Gus Dur—alm. KH. Abdurrahman Wahid—pernah
menawarkan tafsir yang baik menurut saya, berkenaan dengan Islam yang
disandingkan dengan ayat dalam QS. al-Anbiya [21]: 107: “Wa maa arsalnaaka
rahmatan lil ‘aalamiin”. (Nabi Muhammad Saw diutus tidak lain untuk
membawakan amanat persaudaraan dalam kehidupan. Gus Dur menambahkan, kata
“rahmah” diambil dari pengertian “rahim” ibu, dengan demikian manusia semuanya
bersaudara. Kata “alamin” di sini berarti manusia, bukannya semua makhluk yang
ada. Jadi tugas kenabian adalah membawakan persaudaraan yang diperlukan guna
memelihara keutuhan manusia dan jauhnya tindak kekerasan dari kehidupan. Jelas,
bukan?
Sementara, kalau ada di antara mereka yang
berkilah dengan dalih ber-amar ma’ruf nahi munkar—untuk enggan
membahasnya lebih panjang—adalah ya. Jelas, kita, umat Islam sangat dianjurkan
untuk ber-amar ma’ruf nahi munkar, akan tetapi yang patut diingat
adalah cara dari amar ma’ruf harus dilakukan dengan cara yang ma’ruf,
bukan dengan kemunkaran. Karena jika ber-amar ma’ruf dengan munkar,
tak ubahnya dia telah berbuat kemunkaran yang baru.

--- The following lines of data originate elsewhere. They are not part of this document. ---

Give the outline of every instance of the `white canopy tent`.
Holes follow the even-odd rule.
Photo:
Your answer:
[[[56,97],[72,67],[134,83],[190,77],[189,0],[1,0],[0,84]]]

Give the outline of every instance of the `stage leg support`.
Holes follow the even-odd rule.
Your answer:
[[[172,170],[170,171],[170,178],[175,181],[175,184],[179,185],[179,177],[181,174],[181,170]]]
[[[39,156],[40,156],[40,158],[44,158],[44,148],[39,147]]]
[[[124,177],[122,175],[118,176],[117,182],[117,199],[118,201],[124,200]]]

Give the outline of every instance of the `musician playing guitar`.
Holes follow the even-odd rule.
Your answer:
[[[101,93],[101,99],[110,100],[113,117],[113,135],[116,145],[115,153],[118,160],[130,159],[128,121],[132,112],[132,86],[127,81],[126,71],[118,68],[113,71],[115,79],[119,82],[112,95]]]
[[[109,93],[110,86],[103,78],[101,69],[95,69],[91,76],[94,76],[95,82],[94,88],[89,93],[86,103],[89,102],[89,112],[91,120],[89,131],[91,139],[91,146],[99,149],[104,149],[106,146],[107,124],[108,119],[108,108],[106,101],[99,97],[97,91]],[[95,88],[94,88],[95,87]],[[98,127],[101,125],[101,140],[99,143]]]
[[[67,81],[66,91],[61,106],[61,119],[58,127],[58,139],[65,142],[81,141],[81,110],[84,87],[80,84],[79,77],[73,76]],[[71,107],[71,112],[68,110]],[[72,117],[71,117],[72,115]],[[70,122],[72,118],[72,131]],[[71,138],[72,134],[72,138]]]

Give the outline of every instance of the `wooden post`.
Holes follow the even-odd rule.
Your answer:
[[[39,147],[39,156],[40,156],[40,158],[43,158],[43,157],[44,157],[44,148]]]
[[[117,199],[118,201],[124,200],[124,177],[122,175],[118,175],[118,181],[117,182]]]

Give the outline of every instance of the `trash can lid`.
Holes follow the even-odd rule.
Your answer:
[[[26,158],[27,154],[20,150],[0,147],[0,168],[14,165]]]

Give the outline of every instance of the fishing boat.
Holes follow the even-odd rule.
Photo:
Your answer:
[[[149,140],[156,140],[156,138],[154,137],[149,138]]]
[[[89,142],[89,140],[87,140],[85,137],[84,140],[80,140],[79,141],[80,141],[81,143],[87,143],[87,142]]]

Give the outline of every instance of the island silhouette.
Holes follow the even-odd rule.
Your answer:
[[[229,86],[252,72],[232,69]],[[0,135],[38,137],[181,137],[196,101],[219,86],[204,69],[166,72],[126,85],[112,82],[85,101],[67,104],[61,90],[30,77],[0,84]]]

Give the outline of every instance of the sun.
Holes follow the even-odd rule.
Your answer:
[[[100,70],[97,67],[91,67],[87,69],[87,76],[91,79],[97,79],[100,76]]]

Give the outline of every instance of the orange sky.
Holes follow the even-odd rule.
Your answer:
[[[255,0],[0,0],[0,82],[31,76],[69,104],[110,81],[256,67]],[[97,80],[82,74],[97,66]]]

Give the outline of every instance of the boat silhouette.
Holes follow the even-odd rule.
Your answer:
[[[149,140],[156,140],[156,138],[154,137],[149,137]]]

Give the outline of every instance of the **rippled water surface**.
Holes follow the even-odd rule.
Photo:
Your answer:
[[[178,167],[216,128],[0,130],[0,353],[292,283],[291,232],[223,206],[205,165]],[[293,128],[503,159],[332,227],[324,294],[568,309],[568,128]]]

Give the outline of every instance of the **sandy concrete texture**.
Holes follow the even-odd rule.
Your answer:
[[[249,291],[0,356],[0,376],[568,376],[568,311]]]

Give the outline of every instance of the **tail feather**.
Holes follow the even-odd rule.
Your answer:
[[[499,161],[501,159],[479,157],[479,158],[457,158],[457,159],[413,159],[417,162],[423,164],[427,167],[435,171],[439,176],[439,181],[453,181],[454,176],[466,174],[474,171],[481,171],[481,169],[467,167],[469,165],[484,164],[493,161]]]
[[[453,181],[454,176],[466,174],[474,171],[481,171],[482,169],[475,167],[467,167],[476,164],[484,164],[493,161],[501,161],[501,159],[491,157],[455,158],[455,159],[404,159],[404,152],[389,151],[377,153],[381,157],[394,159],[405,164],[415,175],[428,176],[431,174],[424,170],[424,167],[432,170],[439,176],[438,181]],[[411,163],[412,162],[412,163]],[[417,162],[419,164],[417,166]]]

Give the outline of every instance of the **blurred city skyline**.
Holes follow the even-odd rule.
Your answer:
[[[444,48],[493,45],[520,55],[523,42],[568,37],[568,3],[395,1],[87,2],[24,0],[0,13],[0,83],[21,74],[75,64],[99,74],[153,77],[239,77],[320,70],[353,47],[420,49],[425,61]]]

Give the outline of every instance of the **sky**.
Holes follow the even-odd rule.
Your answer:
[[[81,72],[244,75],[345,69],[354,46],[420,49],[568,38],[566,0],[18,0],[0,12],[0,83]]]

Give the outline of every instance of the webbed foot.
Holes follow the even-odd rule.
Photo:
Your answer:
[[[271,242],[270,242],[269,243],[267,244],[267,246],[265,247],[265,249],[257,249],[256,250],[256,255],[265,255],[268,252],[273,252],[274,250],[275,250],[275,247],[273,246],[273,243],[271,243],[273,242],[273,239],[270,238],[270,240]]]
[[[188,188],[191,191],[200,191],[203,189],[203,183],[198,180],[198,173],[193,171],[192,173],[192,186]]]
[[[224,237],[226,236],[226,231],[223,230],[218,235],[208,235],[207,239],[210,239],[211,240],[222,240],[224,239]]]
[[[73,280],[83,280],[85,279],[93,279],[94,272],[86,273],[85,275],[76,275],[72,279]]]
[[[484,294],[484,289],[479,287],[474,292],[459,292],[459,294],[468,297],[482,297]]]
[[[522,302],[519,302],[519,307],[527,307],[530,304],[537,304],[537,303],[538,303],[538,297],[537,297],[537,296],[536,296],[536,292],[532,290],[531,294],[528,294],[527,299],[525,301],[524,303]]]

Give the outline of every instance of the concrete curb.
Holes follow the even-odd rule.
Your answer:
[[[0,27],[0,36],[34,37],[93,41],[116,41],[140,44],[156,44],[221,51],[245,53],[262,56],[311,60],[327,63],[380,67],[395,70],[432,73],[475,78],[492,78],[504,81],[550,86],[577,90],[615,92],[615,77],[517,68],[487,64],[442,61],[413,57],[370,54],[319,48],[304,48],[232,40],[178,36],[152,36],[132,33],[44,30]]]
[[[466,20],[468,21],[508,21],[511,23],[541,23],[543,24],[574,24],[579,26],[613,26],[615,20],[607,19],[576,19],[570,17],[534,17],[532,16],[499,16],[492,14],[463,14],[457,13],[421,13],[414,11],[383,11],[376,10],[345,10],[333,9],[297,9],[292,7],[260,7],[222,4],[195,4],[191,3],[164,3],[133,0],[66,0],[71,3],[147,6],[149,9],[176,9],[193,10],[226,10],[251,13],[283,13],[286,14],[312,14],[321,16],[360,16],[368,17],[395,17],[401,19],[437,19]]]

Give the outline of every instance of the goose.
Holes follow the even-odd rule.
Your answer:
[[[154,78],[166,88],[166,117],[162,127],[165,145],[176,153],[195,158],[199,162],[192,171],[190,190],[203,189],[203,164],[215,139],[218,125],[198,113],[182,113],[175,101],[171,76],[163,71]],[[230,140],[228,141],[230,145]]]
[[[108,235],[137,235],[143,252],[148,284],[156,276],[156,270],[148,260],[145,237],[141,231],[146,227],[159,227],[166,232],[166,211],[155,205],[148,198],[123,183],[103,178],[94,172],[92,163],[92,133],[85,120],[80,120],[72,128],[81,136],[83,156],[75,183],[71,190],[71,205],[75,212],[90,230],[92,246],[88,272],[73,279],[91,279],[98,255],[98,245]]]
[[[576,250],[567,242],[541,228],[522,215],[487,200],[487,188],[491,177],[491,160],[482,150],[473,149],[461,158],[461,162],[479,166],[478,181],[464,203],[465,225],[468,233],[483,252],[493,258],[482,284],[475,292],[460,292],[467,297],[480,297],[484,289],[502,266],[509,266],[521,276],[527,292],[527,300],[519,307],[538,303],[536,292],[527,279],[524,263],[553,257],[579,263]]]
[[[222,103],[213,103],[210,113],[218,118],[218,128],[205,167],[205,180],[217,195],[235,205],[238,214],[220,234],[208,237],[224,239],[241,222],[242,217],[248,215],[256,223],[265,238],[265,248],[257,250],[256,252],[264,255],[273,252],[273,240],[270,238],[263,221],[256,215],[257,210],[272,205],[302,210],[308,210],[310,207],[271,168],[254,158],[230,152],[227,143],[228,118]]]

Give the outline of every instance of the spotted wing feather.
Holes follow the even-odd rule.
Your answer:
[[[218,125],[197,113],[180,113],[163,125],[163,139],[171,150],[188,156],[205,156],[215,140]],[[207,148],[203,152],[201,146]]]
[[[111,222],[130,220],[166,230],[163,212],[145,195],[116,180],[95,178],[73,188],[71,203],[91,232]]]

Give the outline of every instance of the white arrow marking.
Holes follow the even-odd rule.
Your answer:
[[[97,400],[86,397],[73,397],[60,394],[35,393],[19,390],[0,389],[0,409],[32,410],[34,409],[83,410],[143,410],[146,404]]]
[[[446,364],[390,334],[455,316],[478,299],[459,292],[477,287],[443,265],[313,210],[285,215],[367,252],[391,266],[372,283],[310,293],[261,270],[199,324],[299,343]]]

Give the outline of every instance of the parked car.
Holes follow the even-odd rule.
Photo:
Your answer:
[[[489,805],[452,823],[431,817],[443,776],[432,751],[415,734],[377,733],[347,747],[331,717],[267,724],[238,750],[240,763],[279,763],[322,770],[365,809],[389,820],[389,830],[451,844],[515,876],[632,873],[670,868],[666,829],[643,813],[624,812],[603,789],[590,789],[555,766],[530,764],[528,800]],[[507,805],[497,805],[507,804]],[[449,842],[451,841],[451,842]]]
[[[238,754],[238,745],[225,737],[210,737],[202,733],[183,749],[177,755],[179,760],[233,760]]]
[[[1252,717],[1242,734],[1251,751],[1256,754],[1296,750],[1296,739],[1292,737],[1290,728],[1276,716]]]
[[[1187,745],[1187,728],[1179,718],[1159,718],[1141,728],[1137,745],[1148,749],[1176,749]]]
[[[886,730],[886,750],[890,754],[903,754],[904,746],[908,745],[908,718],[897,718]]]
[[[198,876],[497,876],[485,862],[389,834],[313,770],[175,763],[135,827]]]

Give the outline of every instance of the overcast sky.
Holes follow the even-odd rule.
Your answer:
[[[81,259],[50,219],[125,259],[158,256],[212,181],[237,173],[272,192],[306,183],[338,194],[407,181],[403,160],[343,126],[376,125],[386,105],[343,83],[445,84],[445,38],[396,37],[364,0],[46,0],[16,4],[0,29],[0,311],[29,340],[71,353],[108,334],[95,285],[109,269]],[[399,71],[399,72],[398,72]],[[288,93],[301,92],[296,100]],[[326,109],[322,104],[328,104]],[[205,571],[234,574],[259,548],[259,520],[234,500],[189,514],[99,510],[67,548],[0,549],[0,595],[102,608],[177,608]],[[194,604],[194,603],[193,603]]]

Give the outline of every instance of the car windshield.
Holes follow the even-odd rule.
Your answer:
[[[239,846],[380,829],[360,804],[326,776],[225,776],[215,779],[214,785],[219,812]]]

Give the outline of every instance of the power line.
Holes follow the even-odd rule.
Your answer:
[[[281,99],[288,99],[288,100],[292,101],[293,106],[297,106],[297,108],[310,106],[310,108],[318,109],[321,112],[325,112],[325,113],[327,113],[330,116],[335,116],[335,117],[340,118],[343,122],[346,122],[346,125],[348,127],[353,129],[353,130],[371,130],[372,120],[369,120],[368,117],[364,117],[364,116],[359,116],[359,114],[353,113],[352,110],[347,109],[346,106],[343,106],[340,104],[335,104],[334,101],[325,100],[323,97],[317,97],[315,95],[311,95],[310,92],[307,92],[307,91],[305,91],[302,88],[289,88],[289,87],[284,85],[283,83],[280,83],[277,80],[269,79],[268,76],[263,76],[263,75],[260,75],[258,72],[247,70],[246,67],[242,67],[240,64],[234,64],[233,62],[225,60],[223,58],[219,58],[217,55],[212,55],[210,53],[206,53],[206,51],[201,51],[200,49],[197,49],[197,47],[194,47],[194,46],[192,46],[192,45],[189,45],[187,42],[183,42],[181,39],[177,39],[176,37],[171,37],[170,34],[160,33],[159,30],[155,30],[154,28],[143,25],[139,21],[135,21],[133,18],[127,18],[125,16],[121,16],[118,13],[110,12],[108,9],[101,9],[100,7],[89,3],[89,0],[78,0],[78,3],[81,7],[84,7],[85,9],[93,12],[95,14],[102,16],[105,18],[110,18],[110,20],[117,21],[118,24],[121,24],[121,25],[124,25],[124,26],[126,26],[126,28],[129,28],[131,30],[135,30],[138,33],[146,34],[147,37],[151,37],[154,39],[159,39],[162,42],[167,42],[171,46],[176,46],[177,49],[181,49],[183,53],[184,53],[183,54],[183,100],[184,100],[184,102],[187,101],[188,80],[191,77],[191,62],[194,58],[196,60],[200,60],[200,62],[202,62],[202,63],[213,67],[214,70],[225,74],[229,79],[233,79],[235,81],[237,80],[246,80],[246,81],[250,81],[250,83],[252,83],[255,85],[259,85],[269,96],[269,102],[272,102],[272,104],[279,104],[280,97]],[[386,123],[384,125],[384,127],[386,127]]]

Begitupun dengan puasa, agar dijalankan dengan
penuh khidmat dan sungguh-sungguh. Tidak malah berbuat onar dan rusuh. Karena
menurut saya, salah satu hikmah puasa adalah tidak lain sebagai momentum umat
Islam untuk mengukuhkan komitmen dalam membumikan bangunan misi rahmah
dalam Islam. Menabur kasih sayang kepada siapapun tanpa sekat dan pandang bulu
untuk menggapai predikat takwa (QS. al-Baqarah [2]: 183). Semakin merekatkan
tali silaturahmi, saling menghormati, rendah hati, tidak menyombongkan diri,
dan lain sebagainya. Begitulah, jangan sampai kesucian Ramadhan dinodai oleh
kita sendiri yang justru mensucikannya, tanpa terasa.
Sehingga dengan demikian, ketika kita telah
memahami puasa dengan menancapkan misi rahmah di dalamnya, menjadi
mesti jika hal itu dapat ditransformasikan ke dalam kehidupan sehari-hari.
Meminjam istilah Hassan Hanafi—revolusi transendensi—yakni kemampuan untuk
mentransformasikan ajaran agama (puasa) ke dalam bentuk akhlak dan sikap sosial
yang nyata, yang berimplikasi langsung dan positif terhadap keadilan dan
kesejahteraan masyarakat.
Dengan menjadikan puasa sebagaimana diuraikan di
atas, kita mesti waspada terhadap gejolak hawa nafsu yang rentan mengantarkan
manusia kepada kekerasan dan keburukan. Maka, menjadi seyogia jika kita bisa
belajar dari pengalaman, untuk menjadikan gejolak hawa nafsu—kekerasan dan
keburukan—sebagai tantangan yang harus kita singkirkan, agar kita menjadi
pemenang.
Akhirnya, tak bosannya mari terus berdo’a dan
beriktiar agar kuantitas ibadah kita tidak hanya terkungkung oleh ritual
belaka. Melainkan berjalan beriringan dengan kualitas, yang mengakar ramah ke
setiap sudut kehidupan. Dengan begitu, sungguh, jika puasa yang masih kita
tunaikan ini, selain harus berimplikasi lurus dengan kualitas rahmah,
juga memberikan seutas tali pengikat akan pentingnya membangun keseimbangan
antara dimensi ritual-vertikal dan sosial-spiritual, melatih kesabaran dan
kesadaran atas gejolak hawa nafsu, mengajarkan kepada manusia untuk senantiasa
ber-istiqamah dalam meningkatkan kualitas akhlak, ibadah, dan amal
shalihnya. Demikian. Wallahu’alam bi al-shawab.